The course happens once a month for six months, three hours per seance. During those seances, we have about an hour chat with the tutor (where she reads things to us), an hour writing, and an hour spent reading our work to the group and critiquing.

I’d like to talk about my first course. However, I was told that “whatever happens in writing club stays in writing club”, so I won’t be too specific.

First Hour

First observation : between the five attendees, I am the only male. Apparently, writing is a female want, and no sane male should have applied to that group therapy. The female part in me feels very empowered right now.

Now, the attendees writing curriculum is not as basic as what I would have thought, since two people had written before on and off, one of them having almost finished a novel. I was afraid to stand out with my novel and a half, but I’m not : that’s good.

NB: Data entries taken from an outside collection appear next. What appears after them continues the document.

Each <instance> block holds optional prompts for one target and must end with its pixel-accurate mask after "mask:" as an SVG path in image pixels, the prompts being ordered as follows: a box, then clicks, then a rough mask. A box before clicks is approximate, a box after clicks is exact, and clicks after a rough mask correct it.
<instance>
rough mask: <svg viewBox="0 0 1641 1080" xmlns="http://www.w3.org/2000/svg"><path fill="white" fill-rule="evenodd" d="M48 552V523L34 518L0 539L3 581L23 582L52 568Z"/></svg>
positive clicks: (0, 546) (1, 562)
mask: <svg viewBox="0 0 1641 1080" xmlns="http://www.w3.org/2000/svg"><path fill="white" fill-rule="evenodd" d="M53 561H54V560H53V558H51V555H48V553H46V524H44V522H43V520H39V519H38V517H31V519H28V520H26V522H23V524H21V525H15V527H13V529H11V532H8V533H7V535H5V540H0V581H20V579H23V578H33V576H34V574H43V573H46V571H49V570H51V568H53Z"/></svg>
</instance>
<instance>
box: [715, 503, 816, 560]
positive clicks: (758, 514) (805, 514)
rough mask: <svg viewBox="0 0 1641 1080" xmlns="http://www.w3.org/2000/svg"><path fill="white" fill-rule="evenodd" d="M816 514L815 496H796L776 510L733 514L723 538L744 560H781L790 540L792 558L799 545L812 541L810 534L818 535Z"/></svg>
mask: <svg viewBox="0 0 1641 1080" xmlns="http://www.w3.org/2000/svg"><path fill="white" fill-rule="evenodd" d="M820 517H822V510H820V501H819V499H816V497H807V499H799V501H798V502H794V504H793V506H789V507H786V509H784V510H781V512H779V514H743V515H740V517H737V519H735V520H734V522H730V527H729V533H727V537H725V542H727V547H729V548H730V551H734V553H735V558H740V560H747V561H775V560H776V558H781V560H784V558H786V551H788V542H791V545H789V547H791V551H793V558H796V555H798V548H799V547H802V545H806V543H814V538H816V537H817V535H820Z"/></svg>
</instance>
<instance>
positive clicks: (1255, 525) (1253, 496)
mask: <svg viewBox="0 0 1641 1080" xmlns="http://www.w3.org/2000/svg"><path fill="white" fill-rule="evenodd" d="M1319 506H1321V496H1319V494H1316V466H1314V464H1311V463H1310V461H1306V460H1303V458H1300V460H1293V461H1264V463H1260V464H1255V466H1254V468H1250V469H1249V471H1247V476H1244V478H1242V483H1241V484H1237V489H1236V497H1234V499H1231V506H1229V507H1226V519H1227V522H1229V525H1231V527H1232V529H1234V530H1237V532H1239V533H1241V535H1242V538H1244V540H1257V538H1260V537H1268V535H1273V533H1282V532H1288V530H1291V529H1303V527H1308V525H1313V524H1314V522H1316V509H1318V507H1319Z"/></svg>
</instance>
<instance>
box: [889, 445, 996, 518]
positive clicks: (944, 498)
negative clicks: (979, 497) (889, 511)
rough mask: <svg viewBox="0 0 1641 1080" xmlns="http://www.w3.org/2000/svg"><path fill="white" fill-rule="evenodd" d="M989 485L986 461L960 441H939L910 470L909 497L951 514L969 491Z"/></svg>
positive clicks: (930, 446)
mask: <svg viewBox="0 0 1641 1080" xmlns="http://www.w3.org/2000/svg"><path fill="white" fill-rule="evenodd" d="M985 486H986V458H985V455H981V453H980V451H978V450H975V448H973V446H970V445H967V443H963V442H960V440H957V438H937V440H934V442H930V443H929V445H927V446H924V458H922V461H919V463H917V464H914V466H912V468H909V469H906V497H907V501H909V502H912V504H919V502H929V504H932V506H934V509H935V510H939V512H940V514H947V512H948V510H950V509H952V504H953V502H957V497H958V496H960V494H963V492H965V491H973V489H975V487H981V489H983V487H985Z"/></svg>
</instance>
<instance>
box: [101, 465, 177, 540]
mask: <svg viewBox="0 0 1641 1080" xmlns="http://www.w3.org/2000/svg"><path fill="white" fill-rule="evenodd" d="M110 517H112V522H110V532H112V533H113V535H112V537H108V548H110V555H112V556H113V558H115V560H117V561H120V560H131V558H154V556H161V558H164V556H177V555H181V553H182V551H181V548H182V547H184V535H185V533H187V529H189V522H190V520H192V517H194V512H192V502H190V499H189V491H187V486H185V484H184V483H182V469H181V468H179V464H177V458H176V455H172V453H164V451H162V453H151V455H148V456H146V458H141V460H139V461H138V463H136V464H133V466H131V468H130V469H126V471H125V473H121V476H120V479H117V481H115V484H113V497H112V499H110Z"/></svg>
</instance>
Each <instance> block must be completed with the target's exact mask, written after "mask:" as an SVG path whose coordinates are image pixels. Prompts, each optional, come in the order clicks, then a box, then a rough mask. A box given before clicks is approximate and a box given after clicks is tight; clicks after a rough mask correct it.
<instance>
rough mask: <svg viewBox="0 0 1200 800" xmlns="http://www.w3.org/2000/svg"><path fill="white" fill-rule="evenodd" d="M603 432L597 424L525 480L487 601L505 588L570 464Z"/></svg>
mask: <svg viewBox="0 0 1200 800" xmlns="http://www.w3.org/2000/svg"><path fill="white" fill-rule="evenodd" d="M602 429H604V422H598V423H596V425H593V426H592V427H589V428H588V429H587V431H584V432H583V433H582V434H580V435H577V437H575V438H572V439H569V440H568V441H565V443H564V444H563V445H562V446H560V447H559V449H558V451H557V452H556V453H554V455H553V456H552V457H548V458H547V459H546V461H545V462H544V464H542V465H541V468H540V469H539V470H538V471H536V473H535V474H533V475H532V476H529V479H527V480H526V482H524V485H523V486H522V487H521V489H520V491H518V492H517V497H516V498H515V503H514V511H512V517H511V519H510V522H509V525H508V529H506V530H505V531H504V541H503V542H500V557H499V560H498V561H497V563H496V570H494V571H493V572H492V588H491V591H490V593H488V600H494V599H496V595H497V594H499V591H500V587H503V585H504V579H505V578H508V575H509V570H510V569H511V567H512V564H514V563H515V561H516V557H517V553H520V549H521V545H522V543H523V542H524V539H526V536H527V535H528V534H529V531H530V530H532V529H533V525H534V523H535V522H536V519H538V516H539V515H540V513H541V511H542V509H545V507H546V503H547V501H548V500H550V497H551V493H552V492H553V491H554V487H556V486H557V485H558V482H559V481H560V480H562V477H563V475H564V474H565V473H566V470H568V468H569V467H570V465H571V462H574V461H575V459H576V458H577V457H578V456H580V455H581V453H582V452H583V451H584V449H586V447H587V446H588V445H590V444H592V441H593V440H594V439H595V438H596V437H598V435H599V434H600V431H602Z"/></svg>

My impressions on the tutor are mixed at this time : she (yes, the tutor too is a woman) is very calm and nice, but all her references are literary, so I have some trouble sending my ideas across at times (since I have a mostly anglo-american writing culture). Apparently, outlining is frowned upon here, as is character building. French writers appear to spill their guts and come up with sellable pieces. When I introduced myself, and I said that I wanted to become better at editing, the people around me looked astonished, since obviously a first draft is enough.

Second Hour

Our writing prompt this week was to write a journal entry relating the events that happened to us an hour before. I thought that quite dull, until I asked if I was allowed to invent things and the tutor said yes.

So, I brainstormed for five minutes, and came up with a nice little story. I spent the rest of my allotted time typing like mad and produced a nice 950 words piece (I think I scared them all with my discovery-writer typing speed).

For once in my life, I wrote something in first person with a strong funny voice that I’m pleased about. I even managed to put a twist in the end, so that 950 words story stands on itself and really is a short-short story. I’m very pleased with that and hope to be able to reproduce the same level of storytelling in the remaining five sessions.

When I read the piece to the others, I made them laugh (at the right places even), and they said they liked it. As it’s the first time, people are a little shy about critiquing and I expect the reviews to be much harsher next time, but it was kinda nice to have people enjoy my writing.

Third Hour

One of the persons there produced a sort of travelogue that though it was well written (very flowery and all), lacked action. One other produced a straight out rendition of her hour before coming. She managed to have it come as quite lively, Bridget Jones style, but it lacked a story behind. The last person read to us a piece that I can only qualify as literary fiction, with plays on meanings, parabolas and such. It was very cleverly done, but utterly uninteresting to me, as I do hate that style.

I warned that person that she was writing for a very small audience (I even sparked some debate here, where I compared her work to Inception (but Inception didn’t start at the first line by being weird)). I don’t think she minds having a small reader base, so good for her!

If I recap the pieces that were read, I’m the only one who came up with fiction work. I find that disturbing, since I essentially am interested in the storytelling part of fiction, and not the flowery wordplay part. We’ll see how that pans out in the next session.

All in all, a very interesting morale boost for me. I wish I had one session like this every week!